Linear Algebra

Some matrix operations and theory apply to special types of matrices, so it is good to be aware of them.

In this article, we will try to provide a comprehensive overview of the various types of matrices. We will also comment on the desirability of certain matrix types.


To understand determinants, we recommend familiarity with the concepts in

Follow the above links to first get acquainted with the corresponding concepts.


In the inverse matrix recovery demo, you must have noticed that the space collapses, and is irrecoverable, if the two row vectors of the matrix \( \mA \) are perfectly aligned, either in the same direction or opposite. (Try it if you haven't noticed that already)

Let's think of this from a visual perspective. Imagine a parallelogram described by the row vectors of the matrix \( \mA \).

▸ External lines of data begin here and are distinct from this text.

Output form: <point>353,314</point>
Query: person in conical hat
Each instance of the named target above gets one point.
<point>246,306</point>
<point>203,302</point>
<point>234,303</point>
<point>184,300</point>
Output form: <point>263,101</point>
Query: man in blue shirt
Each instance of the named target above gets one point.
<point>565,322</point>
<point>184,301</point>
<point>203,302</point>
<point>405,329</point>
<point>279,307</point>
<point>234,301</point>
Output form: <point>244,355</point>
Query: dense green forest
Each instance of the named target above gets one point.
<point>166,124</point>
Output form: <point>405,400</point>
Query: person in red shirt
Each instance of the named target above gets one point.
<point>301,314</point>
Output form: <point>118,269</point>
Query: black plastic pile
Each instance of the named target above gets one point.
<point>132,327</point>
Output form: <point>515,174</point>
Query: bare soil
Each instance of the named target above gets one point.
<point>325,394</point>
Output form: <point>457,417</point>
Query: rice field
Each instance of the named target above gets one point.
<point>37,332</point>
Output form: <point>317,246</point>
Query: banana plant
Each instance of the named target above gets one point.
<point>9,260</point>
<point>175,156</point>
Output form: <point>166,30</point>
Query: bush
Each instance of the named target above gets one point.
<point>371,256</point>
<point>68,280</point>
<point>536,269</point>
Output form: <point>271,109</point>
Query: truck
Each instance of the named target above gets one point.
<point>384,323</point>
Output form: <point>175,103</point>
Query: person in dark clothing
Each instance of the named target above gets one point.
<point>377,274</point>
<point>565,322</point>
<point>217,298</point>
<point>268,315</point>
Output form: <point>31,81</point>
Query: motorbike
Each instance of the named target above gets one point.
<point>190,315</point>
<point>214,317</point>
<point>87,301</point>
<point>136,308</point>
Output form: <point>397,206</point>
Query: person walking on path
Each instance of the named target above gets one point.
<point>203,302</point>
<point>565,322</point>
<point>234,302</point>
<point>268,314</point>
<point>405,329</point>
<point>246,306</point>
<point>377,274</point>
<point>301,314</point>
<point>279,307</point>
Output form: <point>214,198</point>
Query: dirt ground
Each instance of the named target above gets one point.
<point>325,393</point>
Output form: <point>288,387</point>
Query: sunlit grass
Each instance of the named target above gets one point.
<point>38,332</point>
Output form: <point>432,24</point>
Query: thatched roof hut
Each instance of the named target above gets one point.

This parallelogram has area.

When one row vector of the matrix is a scaled version of another, the parallelogram has no area.

And when that is the case, the matrix is not invertible.

In more than two dimensions, this idea can be generalized to a parallelopiped with volume. If the parallelopiped defined by the row vectors of a matrix has zero volume in \( n \)-dimensional space, then the matrix is not invertible.

This area or more generally volume is called the determinant of the matrix. A matrix with zero determinant is not invertible. Matrices with zero determinants are known as singular matrices.

Imagine a two-dimensional matrix \( \mA \)

$$\mA = \begin{bmatrix} a & b \\ c & d \\ \end{bmatrix}$$

It's determinant, or area of the corresponding parallelogram, denoted by \( | \mA | = ad - bc \). (Verify this to understand it)

As a special case, it is easy to verify that the volume or determinant of a diagonal matrix in any number of dimensions is a simple product of its diagonal elements. Thus, if any diagonal element is zero, the matrix has a zero volume or zero determinant. Consequently, a square diagonal matrix is not invertible if any diagonal element is zero.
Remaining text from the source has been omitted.